To set the value of the inputFile for subtask named stepOne, you pass the input variable name stepOne.inputFile on the command-line, because the task name specified is stepOne.

Testing

Workflows can be tricky to test and debug. Dataflow has a local runner that makes it easy to fix the obvious bugs before running in your Google Cloud Platform project.

To test locally, set --runner=DirectPipelineRunner. Now Dataflow will run on your local computer rather than in the cloud. You'll be able to see all of the log messages.

Two other flags are really useful for testing: --test=true and --resume=true.

When you set test to true, you'll get a dry run of the pipeline.

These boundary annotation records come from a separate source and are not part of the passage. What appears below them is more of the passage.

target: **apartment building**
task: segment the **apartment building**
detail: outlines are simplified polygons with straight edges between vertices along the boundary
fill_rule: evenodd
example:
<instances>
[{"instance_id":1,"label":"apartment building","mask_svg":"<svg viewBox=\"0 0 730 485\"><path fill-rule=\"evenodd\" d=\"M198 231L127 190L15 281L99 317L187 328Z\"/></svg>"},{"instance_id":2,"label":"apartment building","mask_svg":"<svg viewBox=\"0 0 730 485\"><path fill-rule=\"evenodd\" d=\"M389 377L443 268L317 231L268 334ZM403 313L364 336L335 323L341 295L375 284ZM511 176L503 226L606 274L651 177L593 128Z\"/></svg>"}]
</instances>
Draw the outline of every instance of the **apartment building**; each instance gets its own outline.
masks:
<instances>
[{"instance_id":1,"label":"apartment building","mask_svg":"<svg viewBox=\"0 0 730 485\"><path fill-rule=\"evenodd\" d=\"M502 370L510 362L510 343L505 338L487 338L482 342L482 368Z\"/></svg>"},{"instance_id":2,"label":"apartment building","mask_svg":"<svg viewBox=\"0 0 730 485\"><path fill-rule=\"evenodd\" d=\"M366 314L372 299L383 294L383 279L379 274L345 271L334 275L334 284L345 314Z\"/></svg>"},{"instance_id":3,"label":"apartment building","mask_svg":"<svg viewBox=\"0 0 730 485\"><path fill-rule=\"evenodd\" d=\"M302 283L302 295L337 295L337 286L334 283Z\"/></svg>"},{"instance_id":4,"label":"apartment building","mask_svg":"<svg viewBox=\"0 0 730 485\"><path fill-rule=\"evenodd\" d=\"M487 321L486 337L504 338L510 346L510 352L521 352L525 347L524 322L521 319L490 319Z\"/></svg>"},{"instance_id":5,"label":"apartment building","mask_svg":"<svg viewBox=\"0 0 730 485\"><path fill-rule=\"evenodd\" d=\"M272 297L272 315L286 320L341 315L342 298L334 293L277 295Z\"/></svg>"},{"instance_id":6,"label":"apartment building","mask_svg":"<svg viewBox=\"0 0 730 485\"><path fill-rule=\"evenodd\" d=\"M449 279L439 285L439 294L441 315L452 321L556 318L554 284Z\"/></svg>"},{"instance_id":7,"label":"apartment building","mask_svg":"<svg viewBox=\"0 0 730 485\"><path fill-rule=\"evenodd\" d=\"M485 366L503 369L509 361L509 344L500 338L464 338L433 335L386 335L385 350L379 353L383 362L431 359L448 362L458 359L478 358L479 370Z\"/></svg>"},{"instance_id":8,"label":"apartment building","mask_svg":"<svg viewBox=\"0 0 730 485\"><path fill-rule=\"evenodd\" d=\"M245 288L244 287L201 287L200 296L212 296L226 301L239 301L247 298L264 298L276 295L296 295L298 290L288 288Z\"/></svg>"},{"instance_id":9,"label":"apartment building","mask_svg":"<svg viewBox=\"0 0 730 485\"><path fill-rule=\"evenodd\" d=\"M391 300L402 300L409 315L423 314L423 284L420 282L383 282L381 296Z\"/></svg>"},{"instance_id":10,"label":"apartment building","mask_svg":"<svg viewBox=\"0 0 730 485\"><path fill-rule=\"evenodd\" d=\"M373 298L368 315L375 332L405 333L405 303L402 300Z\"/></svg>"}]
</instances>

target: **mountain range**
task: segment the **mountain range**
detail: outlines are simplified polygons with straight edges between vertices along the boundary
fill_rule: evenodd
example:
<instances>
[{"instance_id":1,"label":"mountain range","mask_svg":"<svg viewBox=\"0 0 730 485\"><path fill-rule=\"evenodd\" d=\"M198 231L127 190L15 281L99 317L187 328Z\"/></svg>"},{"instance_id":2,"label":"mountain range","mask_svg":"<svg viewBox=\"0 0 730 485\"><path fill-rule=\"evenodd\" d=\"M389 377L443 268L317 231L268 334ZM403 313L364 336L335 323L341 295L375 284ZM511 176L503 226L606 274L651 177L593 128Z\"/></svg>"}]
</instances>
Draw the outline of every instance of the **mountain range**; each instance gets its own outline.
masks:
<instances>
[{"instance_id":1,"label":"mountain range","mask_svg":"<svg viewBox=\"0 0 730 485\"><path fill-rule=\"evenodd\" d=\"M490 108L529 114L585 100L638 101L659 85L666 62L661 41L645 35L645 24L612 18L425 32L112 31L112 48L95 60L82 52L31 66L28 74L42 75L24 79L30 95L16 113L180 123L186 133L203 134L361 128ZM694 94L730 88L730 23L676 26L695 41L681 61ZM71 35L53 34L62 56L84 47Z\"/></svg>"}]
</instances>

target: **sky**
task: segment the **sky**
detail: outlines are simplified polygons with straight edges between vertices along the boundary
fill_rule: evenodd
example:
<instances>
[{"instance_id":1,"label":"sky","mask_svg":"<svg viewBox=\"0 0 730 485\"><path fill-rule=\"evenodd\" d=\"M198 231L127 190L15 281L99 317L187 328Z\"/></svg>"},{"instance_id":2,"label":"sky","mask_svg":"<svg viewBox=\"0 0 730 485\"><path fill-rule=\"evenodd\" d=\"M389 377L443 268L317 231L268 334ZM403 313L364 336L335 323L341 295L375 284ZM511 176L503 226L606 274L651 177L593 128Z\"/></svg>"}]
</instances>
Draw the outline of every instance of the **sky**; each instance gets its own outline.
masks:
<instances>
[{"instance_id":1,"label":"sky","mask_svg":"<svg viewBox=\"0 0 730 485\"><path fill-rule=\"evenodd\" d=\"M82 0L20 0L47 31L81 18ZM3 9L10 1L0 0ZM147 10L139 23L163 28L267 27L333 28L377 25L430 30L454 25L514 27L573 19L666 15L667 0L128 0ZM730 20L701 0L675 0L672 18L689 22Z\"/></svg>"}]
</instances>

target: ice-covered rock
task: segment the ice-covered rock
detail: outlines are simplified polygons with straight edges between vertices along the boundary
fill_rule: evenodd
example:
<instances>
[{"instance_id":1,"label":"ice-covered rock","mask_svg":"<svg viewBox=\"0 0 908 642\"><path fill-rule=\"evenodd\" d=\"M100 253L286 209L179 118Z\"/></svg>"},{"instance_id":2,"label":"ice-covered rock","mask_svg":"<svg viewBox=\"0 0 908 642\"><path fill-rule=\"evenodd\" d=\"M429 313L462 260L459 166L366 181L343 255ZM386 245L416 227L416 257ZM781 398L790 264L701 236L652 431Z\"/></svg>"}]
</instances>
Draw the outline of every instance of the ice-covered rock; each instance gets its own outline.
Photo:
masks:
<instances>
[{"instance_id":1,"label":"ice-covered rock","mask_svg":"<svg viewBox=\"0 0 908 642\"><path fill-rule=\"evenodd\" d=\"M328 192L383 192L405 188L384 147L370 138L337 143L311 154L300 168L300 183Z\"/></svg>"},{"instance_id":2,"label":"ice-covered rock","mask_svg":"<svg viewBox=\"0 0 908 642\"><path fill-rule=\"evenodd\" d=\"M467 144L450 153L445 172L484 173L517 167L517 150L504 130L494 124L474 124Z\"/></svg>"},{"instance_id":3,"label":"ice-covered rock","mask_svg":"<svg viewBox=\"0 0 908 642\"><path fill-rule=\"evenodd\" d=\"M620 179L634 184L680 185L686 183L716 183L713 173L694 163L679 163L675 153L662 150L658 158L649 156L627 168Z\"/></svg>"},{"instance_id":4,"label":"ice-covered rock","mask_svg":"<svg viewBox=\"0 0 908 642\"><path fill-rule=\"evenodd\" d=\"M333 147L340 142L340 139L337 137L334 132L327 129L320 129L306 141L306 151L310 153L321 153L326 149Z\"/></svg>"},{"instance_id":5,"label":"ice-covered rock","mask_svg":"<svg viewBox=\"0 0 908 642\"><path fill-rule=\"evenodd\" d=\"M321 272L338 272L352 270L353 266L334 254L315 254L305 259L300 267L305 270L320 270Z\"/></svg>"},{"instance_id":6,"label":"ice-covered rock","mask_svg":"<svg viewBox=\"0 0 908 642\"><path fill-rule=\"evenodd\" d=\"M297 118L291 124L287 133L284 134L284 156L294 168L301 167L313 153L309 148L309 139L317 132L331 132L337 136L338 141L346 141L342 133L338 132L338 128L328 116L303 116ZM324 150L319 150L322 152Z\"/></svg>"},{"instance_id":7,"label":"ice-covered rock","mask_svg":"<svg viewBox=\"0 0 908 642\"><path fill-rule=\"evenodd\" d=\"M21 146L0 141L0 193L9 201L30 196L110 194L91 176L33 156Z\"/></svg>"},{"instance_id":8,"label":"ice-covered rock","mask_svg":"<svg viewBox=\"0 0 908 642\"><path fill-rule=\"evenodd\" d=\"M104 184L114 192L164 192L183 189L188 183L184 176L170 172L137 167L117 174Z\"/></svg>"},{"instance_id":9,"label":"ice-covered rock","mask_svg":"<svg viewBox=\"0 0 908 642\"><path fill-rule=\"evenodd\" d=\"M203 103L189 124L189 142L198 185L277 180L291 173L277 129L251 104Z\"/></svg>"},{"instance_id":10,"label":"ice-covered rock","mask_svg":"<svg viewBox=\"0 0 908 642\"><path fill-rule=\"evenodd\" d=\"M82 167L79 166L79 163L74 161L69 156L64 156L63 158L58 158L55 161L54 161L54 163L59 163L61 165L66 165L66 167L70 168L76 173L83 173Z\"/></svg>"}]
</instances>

No calls to the Pipelines API will be made. Instead, the code will print a log message and continue. That lets you do a first sanity check before submitting and running on the cloud. You can catch many errors, mismatched parameters, etc.

When you use the resume flag, Dockerflow will try to resume a failed pipeline run. For example, suppose you're trying to get your 10-step pipeline to work. It fails on step 6. You go into your YAML definition file, or edit your Java code. Now you want to re-run the pipeline. However, it takes 1 hour to run steps 1-5. That's a long time to wait. With --resume=true, Dockerflow will look to see if the outputs of each step exist already, and if they do, it will print a log message and proceed to the next step. That means it takes only seconds to skip ahead to the failed step and try to rerun it.

What next?

FAQ and Troubleshooting

What if I want to run large batch jobs?

Google Cloud Platform has various quotas that affect how many VMs and IP addresses, and how much disk space you can get. Some tips:

  • Check and potentially increase quotas
  • Consider listing all zones in the region or geography where your Cloud Storage bucket is (e.g., for standard buckets in the EU, use "eu-"; for regional buckets in US central, use "us-central-")
  • The pipeline system will queue jobs until resources are available if quotas are exceeded
  • Dockerflow will abort if any job fails. Use the '--abort=false' flag for different behavior.